Mimikatz consists of 17 modules, each providing specific functionality for post-exploitation activities. These modules allow you to steal credentials, escalate privileges, and perform lateral movement. Running Mimikatz as a privileged process, such as Administrator or system user, is often necessary to unlock most of its features. While Mimikatz is a powerful tool, there are certain considerations to keep in mind when using it. For example, running Mimikatz in-memory can help avoid on-disk detections like anti-virus scans. Disabling the Windows Antimalware Scan Interface (AMSI) can evade memory scanning. Bypassing application whitelisting by injecting the Mimikatz process into a legitimate process is another technique.

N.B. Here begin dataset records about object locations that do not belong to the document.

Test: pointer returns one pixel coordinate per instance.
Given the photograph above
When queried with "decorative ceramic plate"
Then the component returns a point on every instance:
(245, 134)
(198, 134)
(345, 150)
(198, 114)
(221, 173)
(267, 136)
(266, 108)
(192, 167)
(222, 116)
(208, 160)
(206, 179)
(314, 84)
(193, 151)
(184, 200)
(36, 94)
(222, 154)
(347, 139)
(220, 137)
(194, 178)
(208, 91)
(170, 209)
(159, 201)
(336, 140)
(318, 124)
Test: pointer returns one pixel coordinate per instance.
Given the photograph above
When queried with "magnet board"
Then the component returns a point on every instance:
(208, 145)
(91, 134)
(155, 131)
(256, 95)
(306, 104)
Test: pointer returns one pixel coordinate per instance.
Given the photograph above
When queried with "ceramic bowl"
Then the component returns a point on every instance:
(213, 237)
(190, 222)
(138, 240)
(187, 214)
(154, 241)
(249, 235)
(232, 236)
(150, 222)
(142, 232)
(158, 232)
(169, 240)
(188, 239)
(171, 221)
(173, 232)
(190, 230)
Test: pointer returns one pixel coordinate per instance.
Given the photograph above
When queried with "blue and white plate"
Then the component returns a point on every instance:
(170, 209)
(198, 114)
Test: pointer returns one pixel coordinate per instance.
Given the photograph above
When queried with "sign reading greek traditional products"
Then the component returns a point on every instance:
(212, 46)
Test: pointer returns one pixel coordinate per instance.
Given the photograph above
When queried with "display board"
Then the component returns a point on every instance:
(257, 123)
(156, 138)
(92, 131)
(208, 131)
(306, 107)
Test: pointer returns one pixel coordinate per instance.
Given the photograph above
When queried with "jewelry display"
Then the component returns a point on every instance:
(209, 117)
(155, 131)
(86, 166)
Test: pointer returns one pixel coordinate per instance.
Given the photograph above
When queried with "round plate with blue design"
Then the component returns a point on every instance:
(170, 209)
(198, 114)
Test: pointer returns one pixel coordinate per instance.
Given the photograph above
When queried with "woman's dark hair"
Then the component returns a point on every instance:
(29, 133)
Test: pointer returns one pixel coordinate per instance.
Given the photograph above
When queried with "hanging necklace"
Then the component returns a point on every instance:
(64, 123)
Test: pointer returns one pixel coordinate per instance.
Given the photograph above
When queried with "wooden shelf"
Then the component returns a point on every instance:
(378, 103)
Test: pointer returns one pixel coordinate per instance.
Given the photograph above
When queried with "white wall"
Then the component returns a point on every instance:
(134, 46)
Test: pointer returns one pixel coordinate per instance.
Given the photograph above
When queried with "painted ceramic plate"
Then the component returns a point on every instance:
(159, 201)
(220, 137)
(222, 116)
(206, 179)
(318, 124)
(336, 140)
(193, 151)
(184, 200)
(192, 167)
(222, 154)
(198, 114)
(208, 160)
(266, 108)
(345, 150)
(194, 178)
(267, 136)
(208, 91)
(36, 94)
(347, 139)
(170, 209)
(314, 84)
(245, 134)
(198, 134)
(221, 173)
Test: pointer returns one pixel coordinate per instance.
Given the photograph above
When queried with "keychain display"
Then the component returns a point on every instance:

Additionally, evading behavioral detections can be achieved through parent process spoofing. To learn more about Mimikatz and prepare yourself, you can take courses offered by InfoSec. They provide access to labs, study groups, mentorship, and a custom certification roadmap. In conclusion, Mimikatz is a powerful hacking tool used for post-exploitation activities. It allows hackers to extract credentials and perform lateral movement within a network. Understanding its features and modules is crucial for both offensive and defensive security professionals.